Date Presented Accepted for AOTA INSPIRE 2021 but unable to be presented due to online event limitations.
This presentation will characterize our experiences integrating stakeholder engagement into a multisite pragmatic clinical trial focused on optimizing care for nursing home residents with dementia. We will discuss our methods for building OT capacity to conduct research that includes the voices of stakeholders.
Primary Author and Speaker: Jenny Martinez
Additional Authors and Speakers: Catherine Piersol
Contributing Authors: Lauren Terhorst, Sherrie Holloway, Felicia Chew, and Natalie Elizabeth Leland
PURPOSE AND RATIONALE: Caregivers, residents, payors, and other stakeholders have prioritized the use of non-pharmacological approaches to optimize care delivery for nursing home residents with dementia. Despite a strong evidence-base, systematic translation and implementation into clinical practice is limited. Thus, as efforts are made to evaluate the system level implementation of effective interventions, stakeholder engagement (SE) is essential.1 SE optimizes impact, relevance, and implementability.2 Moreover, it ensures the voice of the enduser and care receiver are represented throughout the research process. Although SE has received increased attention, there is little guidance on its implementation, particularly in nursing homes research. In response, we characterize our experiences with SE into a multi-site pragmatic clinical trial focused on optimizing nursing home care for residents with dementia.
DESIGN: Qualitative
METHODS: We collected data on SE in our research study, including (a) descriptive surveys completed by advisory committee members; (b) activity via an online platform (www.basecamp.com); and (c) meeting minutes. In accordance with Concannon's framework for reporting SE,3 data was analyzed for descriptions of when and how SE occurred, and its impact on our research.

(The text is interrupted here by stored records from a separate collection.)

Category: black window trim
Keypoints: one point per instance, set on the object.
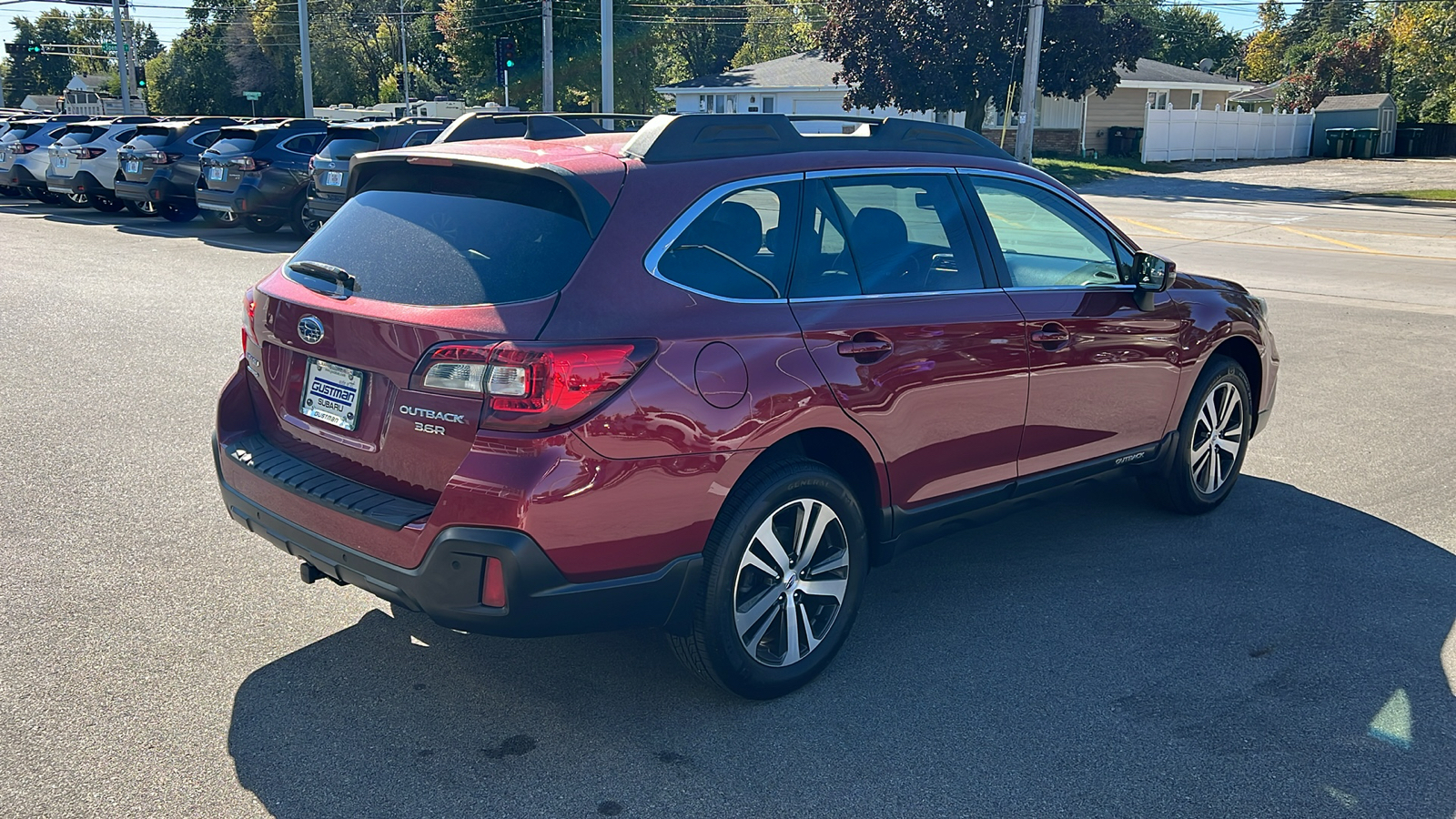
(1002, 271)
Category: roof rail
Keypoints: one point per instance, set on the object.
(682, 137)
(531, 126)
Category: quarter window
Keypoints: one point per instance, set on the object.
(739, 247)
(885, 235)
(1046, 241)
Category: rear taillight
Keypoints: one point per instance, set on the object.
(249, 307)
(533, 385)
(248, 164)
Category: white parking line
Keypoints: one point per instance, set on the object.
(167, 235)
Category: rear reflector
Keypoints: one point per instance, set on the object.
(492, 593)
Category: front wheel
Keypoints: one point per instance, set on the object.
(784, 566)
(142, 207)
(1212, 440)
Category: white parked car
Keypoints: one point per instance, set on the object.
(85, 164)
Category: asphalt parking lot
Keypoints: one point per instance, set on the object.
(1087, 656)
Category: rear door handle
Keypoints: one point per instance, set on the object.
(865, 347)
(1052, 332)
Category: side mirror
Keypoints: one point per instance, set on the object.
(1154, 273)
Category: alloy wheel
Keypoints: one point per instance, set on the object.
(1218, 435)
(791, 581)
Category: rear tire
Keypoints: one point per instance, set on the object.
(1212, 440)
(106, 205)
(143, 208)
(776, 602)
(262, 223)
(303, 225)
(220, 219)
(179, 212)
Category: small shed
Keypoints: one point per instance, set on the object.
(1358, 111)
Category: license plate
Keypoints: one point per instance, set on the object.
(332, 394)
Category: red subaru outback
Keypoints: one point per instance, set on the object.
(705, 375)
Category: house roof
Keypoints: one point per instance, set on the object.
(1155, 72)
(810, 69)
(807, 69)
(1354, 102)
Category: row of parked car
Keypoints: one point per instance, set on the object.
(258, 174)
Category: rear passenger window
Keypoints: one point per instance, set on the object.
(900, 234)
(421, 137)
(740, 247)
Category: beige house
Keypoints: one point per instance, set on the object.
(804, 84)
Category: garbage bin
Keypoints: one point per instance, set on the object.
(1120, 140)
(1366, 142)
(1409, 142)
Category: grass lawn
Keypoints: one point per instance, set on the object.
(1438, 194)
(1077, 171)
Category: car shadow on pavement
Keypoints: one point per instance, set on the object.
(1089, 656)
(197, 230)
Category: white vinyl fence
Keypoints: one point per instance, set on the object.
(1171, 135)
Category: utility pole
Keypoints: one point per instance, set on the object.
(404, 55)
(1030, 82)
(609, 92)
(123, 58)
(548, 62)
(308, 63)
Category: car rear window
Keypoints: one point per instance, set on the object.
(451, 237)
(152, 138)
(80, 136)
(233, 145)
(346, 143)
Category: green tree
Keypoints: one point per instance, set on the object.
(775, 31)
(1350, 66)
(963, 55)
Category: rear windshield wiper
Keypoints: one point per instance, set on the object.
(329, 273)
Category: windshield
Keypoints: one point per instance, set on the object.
(441, 244)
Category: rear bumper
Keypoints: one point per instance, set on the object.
(324, 206)
(84, 182)
(157, 189)
(448, 584)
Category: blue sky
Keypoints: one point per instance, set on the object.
(167, 16)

ANALYSIS AND RESULTS: Through data triangulation, our analysis revealed SE occurred through consistent and informative electronic updates promoting feedback and comment. Of note is an in-person kickoff meeting with our diverse advisory committee members (e.g., patient advocate, caregiver, practitioner, health system leadership, etc.), which established our approach to SE and promoted stakeholder-researcher-funder camaraderie. Subsequently the research team employed various methods to communicate with stakeholders including synchronous (e.g., monthly videoconferences) and asynchronous methods (e.g., online discussions, engaging individuals based on expertise, email, collaboration on dissemination). Through consistent, multi-modal engagement, stakeholders contributed to decision-making, including: (1) a credible strategy for recruiting nursing home residents with dementia and their caregivers; (2) design and content of study recruitment and intervention materials; (3) a realistic plan for collecting and accessing resident data; (4) development of a caregiver interview and quantitative survey; and (5) manuscripts and presentations that represent stakeholder voices.
CONCLUSION: Our preliminary findings demonstrate the value of SE in research and that building a sustainable, active community in occupational therapy-led dementia care research is feasible. Studies can be enhanced by early and consistent SE and a project infrastructure that prioritizes partnership with stakeholders.
IMPACT STATEMENT AND RELATION TO RESEARCH PRIORITIES: Executing stakeholder-driven and prioritized occupational therapy research is essential for meeting the needs of nursing home residents with dementia and their caregivers. Given occupational therapy's focus on client-centered research and practice, conducting SE research is one way to enhance the professions' distinct value, build capacity for rehabilitation-specific SE, and produce easily-actionable results that reduce the research-practice gap.1,2
References
1. Grimshaw, J. M., Eccles, M. P., Lavis, J. N., Hill, S. J., & Squires, J. E. (2012). Knowledge translation of research findings. Implementation Science: IS, 7, 50-50. https://doi.org/10.1186/1748-5908-7-50
2. Frank, L., Basch, E., & Selby, J. V. (2014). The PCORI perspective on patient-centered outcomes research. Journal of the American Medical Association, 312(15), 1513-1514.
3. Concannon, T.W., Fuster, M., Saunders, T., Patel, K., Wong, J.B., Keslie, L.K., & Lau, J. (2014) A systematic review of stakeholder engagement in comparative effectiveness and patient-centered outcomes research. Journal of General Internal Medicine, 29(12), 1692-1701.